Bagi praktisi di Wilayah Barat ini, apalagi di Kota Bintang Jatuh… untuk menemukan praktisi yang memiliki basis unsur Es amatlah hal yang sangat langka.
Bahkan bisa dikatakan tidak terdapat seorang pun yang memiliki basis kultivasi yang mengandung unsur es di Wilayah Barat sini.
Praktisi dengan kemampuan mengolah inti es adalah merupakan mitos yang berhubungan dengan Legenda Kaum Elf Avari yang misterius.
Sima Yong kemudian meninggalkan kedua orang yang sekarat di gerbang Kota Bintang Jatuh. Bukan urusannya jika kedua orang itu akan mati karena siksa hawa dingin yang dia tinggalkan.

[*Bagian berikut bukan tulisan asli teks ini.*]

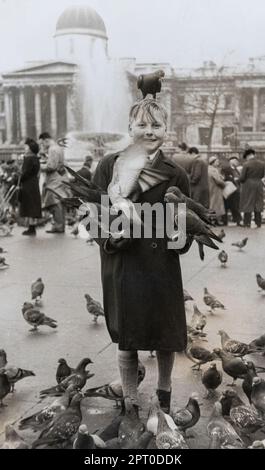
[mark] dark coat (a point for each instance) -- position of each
(85, 172)
(251, 196)
(199, 185)
(142, 286)
(29, 193)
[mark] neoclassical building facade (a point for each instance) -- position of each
(220, 106)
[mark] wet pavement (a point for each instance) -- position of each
(70, 268)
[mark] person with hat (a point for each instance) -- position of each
(231, 173)
(85, 171)
(199, 185)
(29, 192)
(216, 186)
(251, 196)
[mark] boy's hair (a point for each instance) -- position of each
(45, 135)
(147, 106)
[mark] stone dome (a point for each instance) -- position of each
(81, 20)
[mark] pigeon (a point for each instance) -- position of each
(212, 301)
(211, 379)
(35, 318)
(63, 427)
(39, 420)
(195, 226)
(150, 83)
(78, 379)
(12, 439)
(246, 418)
(207, 215)
(75, 231)
(223, 258)
(187, 296)
(198, 320)
(197, 354)
(187, 417)
(241, 243)
(37, 289)
(3, 358)
(14, 374)
(233, 346)
(63, 370)
(260, 281)
(94, 308)
(258, 394)
(257, 445)
(6, 230)
(152, 420)
(5, 387)
(247, 382)
(222, 234)
(84, 440)
(227, 434)
(233, 366)
(258, 343)
(3, 264)
(132, 432)
(113, 390)
(168, 438)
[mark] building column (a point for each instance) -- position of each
(37, 106)
(69, 110)
(53, 112)
(22, 114)
(8, 114)
(255, 110)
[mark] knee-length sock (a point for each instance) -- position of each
(165, 361)
(128, 366)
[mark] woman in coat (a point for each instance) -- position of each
(216, 186)
(141, 277)
(251, 196)
(29, 193)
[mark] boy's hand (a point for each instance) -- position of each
(113, 245)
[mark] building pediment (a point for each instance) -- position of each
(39, 69)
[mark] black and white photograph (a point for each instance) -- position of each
(132, 226)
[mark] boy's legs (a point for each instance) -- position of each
(128, 366)
(165, 361)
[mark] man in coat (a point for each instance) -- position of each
(29, 192)
(55, 173)
(199, 185)
(251, 197)
(142, 283)
(231, 173)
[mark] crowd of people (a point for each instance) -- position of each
(225, 185)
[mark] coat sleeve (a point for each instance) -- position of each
(218, 180)
(30, 169)
(196, 171)
(243, 175)
(101, 178)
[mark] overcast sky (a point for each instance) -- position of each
(182, 32)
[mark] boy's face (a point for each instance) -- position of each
(148, 132)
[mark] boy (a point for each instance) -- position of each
(142, 284)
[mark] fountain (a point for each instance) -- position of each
(101, 92)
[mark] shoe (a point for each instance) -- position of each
(164, 398)
(31, 231)
(54, 230)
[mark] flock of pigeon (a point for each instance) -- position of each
(232, 423)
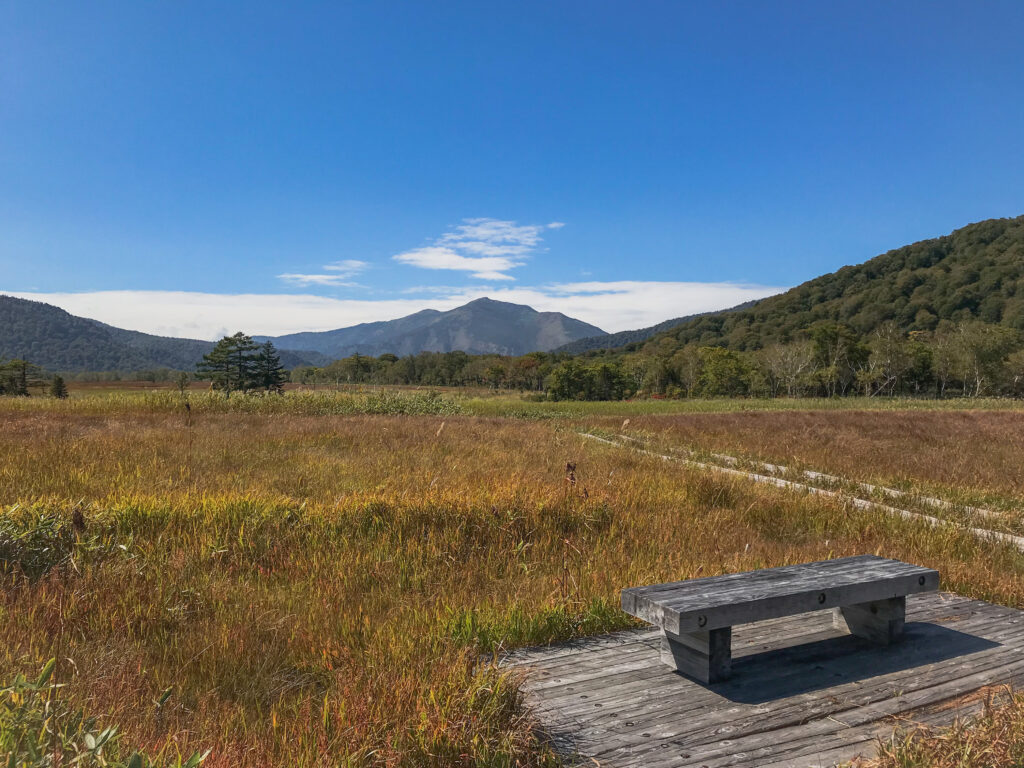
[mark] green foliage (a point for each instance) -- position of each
(974, 273)
(33, 543)
(239, 364)
(513, 627)
(39, 729)
(573, 380)
(19, 377)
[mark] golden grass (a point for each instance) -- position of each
(992, 739)
(328, 590)
(974, 453)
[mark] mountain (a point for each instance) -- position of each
(481, 327)
(58, 341)
(623, 338)
(975, 272)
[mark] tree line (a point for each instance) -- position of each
(829, 359)
(20, 378)
(971, 358)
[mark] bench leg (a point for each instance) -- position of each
(881, 621)
(704, 655)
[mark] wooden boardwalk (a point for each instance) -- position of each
(803, 693)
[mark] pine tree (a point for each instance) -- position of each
(57, 388)
(269, 374)
(230, 366)
(17, 377)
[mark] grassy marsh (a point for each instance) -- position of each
(323, 589)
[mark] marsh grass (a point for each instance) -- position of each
(992, 738)
(323, 590)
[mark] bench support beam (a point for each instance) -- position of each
(707, 656)
(880, 621)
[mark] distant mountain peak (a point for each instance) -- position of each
(482, 326)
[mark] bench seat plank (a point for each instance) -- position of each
(716, 602)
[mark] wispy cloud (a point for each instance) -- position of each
(486, 248)
(337, 273)
(612, 306)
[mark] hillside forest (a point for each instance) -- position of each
(940, 317)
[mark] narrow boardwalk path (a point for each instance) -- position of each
(803, 693)
(1015, 541)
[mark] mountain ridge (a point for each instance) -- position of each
(483, 326)
(56, 340)
(974, 272)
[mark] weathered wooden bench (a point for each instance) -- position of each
(867, 596)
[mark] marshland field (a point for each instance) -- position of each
(328, 579)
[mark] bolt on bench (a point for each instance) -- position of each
(867, 595)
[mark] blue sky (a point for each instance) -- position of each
(178, 167)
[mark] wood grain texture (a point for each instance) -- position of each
(803, 692)
(739, 598)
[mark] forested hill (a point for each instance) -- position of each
(56, 340)
(612, 341)
(976, 272)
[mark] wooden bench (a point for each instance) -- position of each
(867, 596)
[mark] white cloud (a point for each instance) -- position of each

Bukankah kedua orang itu tanpa alasan yang jelas ingin mengambil nyawanya? Apakah Ketika mereka akan mengambil nyawanya maka dia harus memberikan lehernya untuk di belah? Tentu tidak. Biarkan orang-orang kejam seperti itu merasakan pelajaran. Sima Yong tertawa dingin.
Setelah melepaskan doupeng nya, Sima Yong memasuki sebuah Gedung yang didepannya tertulis “Gudang Kemakmuran”.
Info dari Lin Hong bahwa Gudang Kemakmuran ini adalah sebuah perusahaan yang bergerak didalam bidang jasa penjualan berbagai item berharga dan juga merupakan tempat lelang yang terkenal di Kota Bintang Jatuh.
Tidak perlu bersikap rendah hati di tempat brutal seperti ini, dimana kekuatan yang kuat akan menindas yang lemah.
“Aku ingin bertemu Patriak Gudang Kemakmuran dan melamar menjadi Master Tamu Simbol di Gudang harta ini”
Sebuah aura penindasan berkekuatan jiwa melanda benak seorang pria yang terlihat sebagai penyelia di Gudang Kemakmuran Kota Bintang Jatuh itu.
Pria dengan kultivasi Alam Spirit Agung awal itu jatuh tersungkur dilantai, dan kemudian dengan terbirit-birit masuk kedalam menemui Patriak Gudang Kemakmuran.
"Seorang Simbol Master Surgawi datang berkunjung ke Gudang Harta….." teriaknya melolong.